Why it can be difficult to identify marital assets

On Behalf of | Apr 19, 2025 | Divorce |

When it comes to property division, couples generally need to split up their marital assets. These are the things that they own jointly. Separate assets, on the other hand, typically just stay with the person who owns them and do not need to be divided.

In some cases, it can be very easy to identify a marital asset. If a couple gets married, takes out a mortgage loan jointly, and buys a house, there is a clear paper trail identifying it as something that is distinctly owned by both of them. They will have to take steps to divide it, such as selling the house and splitting any money that they earn.

How things can get complex

But the process can often be complicated because assets can change status.
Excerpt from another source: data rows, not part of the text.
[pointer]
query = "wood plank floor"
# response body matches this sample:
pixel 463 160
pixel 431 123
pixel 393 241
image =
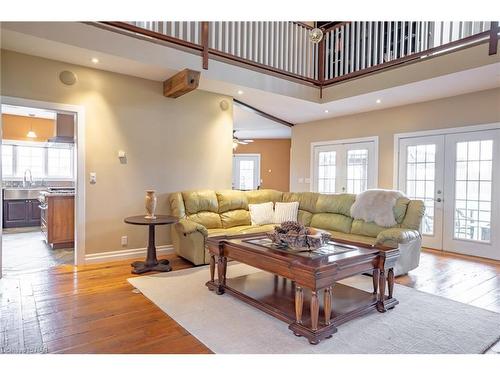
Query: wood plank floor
pixel 92 309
This may happen when those assets are mixed or commingled. 

For example, say that someone bought a house before getting married. When they get divorced, they may assume that it is a separate asset. They already owned it and brought it into the marriage. They get to keep it after the divorce.

That may be true—but only if the asset has not been commingled in some way. For example, perhaps the couple refinanced the home after the marriage to get a better interest rate. They did so jointly, which gave them the best terms. Even though one person initially bought the house, it would now likely qualify as a marital asset that they both own—especially if they used joint funds during the refinancing process.

When going through a divorce, properly classifying and dividing assets is important, so be sure you know exactly what legal steps to take.